To not talk about howling would be like not mentioning nuts when you talk about squirrels. Wolves may be best known for it, but I’ve been the guardian of many dog packs. All of them have joined in chorus at one time or another.
This behavior is instinctual and also serves the purpose of looking for a mate and making others aware of their presence.
Even at a glance, the two have obvious things in common, like fur, long tails (not all but most dogs), and body shape.
Taking into consideration that there are around 300 dog breeds, the two creatures almost mirror each other.
Here are some breeds that may have you looking twice to see exactly what animal is roaming in your backyard:Siberian Husky, Tamaskan, Samoyed, Alaskan Malamute, German Shepherd, Northern Inuit, and the American Alsatian.
Their Need to Stay on the Move
Dogs and wolves not only love to be in motion, but they also need to travel. One of the most critical yet underutilized responsibilities of dog owners is taking them for walks.
Most people take a quick trip down the street, but even walking around the block isn’t sufficient for many dogs to satisfy their need to walk. One reason for this is their inherent desire to smell.
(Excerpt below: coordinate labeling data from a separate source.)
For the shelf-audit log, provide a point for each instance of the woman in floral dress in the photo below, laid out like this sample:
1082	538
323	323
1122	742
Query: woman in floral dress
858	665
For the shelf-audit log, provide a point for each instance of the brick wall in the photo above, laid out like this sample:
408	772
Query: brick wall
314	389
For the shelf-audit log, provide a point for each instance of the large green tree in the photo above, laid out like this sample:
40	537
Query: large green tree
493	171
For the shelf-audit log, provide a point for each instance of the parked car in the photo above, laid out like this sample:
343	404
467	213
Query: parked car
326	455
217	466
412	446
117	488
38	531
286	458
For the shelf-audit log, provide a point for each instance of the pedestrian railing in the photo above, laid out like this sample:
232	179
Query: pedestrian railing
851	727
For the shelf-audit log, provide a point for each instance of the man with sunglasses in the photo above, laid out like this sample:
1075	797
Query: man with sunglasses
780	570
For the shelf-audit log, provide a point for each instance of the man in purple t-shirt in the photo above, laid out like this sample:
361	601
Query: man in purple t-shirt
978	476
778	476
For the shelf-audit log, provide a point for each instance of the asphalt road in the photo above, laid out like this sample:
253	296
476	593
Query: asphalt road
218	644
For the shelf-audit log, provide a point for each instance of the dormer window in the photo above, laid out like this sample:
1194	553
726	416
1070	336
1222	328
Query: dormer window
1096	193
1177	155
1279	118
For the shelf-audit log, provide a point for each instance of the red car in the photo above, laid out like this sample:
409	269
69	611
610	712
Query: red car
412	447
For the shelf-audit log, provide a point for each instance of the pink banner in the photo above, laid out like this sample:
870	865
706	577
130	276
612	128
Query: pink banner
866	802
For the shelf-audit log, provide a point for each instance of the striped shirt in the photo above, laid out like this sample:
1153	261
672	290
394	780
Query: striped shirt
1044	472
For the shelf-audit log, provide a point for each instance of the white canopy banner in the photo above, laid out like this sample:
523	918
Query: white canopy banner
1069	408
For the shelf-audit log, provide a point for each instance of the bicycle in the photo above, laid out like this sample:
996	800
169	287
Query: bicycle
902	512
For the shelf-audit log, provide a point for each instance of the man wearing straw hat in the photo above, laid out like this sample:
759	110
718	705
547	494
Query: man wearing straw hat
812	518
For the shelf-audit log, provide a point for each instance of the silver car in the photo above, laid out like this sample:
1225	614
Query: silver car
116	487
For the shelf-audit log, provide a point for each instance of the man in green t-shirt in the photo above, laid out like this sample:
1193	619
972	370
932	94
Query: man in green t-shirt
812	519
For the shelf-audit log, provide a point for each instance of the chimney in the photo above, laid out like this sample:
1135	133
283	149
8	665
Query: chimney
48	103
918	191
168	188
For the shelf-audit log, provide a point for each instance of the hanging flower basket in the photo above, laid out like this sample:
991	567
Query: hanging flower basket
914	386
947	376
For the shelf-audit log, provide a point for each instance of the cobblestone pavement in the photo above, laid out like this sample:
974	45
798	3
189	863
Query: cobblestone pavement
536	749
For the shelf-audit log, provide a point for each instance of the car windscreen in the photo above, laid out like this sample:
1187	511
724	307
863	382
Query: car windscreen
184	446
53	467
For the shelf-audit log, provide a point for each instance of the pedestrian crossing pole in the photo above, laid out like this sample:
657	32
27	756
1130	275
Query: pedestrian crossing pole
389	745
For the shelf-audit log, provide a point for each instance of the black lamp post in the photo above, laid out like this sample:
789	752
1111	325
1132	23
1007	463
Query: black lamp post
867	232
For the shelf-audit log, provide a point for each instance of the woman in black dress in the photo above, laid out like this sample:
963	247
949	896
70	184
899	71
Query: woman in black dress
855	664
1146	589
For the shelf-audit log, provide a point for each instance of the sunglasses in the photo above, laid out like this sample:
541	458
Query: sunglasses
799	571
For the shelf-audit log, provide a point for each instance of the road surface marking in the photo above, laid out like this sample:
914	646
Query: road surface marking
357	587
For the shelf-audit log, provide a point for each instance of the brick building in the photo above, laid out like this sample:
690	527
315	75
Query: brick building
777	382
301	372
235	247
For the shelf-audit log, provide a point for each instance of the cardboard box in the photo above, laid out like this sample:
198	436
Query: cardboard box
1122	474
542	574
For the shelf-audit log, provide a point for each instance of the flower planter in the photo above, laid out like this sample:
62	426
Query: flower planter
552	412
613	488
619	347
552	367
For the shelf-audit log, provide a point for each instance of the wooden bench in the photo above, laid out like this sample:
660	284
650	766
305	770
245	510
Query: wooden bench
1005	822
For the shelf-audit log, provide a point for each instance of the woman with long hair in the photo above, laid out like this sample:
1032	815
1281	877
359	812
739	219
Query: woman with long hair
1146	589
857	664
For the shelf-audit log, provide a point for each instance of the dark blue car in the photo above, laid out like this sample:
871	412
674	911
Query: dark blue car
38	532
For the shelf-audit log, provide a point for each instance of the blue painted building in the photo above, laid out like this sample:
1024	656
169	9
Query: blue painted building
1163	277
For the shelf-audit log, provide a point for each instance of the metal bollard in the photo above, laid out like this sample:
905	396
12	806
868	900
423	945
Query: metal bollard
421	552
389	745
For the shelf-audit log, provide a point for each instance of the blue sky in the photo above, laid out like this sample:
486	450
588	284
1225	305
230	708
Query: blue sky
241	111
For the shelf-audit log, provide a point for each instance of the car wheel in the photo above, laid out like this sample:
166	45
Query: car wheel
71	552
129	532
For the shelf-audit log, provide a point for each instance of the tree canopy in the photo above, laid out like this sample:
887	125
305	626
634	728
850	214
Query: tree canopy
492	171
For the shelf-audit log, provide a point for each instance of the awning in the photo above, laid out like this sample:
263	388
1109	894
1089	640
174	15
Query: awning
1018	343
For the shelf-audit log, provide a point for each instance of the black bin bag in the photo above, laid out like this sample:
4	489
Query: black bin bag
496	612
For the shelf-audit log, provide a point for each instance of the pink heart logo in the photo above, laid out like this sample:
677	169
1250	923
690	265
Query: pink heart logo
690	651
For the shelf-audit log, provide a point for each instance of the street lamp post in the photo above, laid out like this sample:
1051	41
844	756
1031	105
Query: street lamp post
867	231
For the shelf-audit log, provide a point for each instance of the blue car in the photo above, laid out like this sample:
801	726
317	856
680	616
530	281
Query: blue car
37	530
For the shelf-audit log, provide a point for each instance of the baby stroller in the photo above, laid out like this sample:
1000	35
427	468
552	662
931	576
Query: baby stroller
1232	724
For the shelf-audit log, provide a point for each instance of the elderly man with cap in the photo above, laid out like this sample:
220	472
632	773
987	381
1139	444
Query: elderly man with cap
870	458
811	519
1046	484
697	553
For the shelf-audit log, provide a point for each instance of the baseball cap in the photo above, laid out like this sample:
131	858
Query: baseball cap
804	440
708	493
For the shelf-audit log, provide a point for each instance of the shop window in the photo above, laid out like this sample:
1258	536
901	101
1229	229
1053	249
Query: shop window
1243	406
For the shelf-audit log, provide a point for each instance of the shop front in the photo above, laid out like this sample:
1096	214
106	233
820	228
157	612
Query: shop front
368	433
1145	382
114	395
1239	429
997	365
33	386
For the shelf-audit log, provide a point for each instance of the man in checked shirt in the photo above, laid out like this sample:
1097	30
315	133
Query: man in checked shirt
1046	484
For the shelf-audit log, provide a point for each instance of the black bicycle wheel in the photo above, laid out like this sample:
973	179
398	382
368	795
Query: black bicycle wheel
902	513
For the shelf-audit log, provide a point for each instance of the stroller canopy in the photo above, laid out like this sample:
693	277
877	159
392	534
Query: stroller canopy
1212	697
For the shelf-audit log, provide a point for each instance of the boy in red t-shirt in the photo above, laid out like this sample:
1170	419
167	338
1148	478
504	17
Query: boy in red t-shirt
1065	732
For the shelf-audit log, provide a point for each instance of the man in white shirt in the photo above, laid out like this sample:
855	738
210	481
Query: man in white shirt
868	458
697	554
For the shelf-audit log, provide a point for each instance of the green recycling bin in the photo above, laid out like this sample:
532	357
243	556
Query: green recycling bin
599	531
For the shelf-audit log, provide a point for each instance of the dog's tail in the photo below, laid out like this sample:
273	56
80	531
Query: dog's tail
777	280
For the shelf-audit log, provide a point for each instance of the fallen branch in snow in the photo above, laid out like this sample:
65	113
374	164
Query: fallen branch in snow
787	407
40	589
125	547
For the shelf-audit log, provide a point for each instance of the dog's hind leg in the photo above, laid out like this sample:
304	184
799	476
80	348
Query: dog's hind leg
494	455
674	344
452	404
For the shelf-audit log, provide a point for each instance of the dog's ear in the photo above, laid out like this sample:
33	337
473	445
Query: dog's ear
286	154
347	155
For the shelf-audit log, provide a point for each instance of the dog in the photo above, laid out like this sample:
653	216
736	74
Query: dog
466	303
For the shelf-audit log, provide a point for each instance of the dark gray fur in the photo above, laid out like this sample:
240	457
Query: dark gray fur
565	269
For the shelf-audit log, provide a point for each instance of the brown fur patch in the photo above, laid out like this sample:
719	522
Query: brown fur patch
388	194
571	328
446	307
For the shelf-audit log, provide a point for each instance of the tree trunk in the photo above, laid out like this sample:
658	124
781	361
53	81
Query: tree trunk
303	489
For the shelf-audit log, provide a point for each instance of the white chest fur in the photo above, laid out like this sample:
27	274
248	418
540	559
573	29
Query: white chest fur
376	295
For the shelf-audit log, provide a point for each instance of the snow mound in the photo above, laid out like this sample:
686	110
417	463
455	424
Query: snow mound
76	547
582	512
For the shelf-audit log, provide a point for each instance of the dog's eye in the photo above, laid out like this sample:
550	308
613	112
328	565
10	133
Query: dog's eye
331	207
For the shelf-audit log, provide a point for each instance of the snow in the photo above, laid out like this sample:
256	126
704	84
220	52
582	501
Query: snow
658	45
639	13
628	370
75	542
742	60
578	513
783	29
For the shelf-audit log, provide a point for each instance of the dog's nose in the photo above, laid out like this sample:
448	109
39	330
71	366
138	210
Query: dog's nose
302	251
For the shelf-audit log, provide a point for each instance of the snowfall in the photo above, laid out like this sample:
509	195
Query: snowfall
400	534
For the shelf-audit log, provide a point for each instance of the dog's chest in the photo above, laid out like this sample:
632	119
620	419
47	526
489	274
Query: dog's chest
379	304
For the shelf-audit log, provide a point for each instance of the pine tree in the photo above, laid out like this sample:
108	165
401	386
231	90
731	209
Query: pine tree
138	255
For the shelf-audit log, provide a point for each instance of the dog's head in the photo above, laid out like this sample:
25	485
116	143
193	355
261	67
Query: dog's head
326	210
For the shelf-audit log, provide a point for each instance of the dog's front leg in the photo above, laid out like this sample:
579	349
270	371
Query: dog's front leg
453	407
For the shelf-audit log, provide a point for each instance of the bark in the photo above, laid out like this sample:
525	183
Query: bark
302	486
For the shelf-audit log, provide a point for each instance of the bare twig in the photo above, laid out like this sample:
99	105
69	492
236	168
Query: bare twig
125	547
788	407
Have you ever seen a dog in a yard that cocks his head back and puts his nose in the air? He’s sniffing the world. Smell is their number one sense, and it’s imperative they have the opportunity to investigate their surroundings through it.
A long dog walk gives them the opportunity to discover things through their sense of smell. The habit also gives them the exercise they need for their bodies and minds.
Wolves are constantly walking. Their need to move is for the protection of the pack and to find sustenance. Their very existence depends on it.
Raising Their Pups
The guidance, discipline, and love that dogs and wolves give their young is admirable. Both use physical contact to teach what’s accepted and what’s not.
From birth, the pups/puppies are licked and prodded. The members of a wolf pack are directly related, so the responsibilities of feeding, protecting, and teaching are divided between them.
The wolf pack helps raise the family, but since puppies usually come into a human family without one or both parents, seeing that behavior in dogs is rare.
Young wolves love to play, and the way they stalk and jump on each other prepares them for hunting. Although there’s little reason for puppies to hunt, this behavior still exists between them. They also still lick around the mouths of their mother due to instinct. Wolf pups do this to get extra food that may be present.
Their Behavior When Injured
When a wolf is injured, it can be dangerous for the rest of the pack. Predators smell and sense weakness. The tendency to cover up pain and give no signals is prevalent in wolves and has been passed down to dogs.
That said, some do broadcast what’s happening. Just like humans, all animals are unique, but here are ways dogs and wolves may communicate when they’re in pain:
- They get vocal and whine, bark, or howl.
- They stop eating.
- They growl or bite.
- Their breathing becomes labored.
- They lick excessively.
- Their personality changes.
Wolves do what it takes to survive, and if that means being stoic when they’re injured, so be it.
Both are Carnivorous
Meat is king. If you’ve ever given your dog the choice between commercial dog treats or a hot dog, you’ll know what I’m talking about. However, most of us don’t have the time, money, or knowledge to prepare meat properly for our dogs.
The teeth of dogs and wolves are made for tearing and crushing meat and bones. It’s humans who have introduced the quick fix of serving dogs what’s in the nearest food aisle. Even though we’ve pushed their diet on dogs, their innate desire to eat meat remains.
We may never know how many ways these two species are alike, but one thing’s for sure: These majestic, powerful animals have long been connected.
Their beauty and dignity are a beacon, and we can learn many lessons from watching, studying, and honoring them.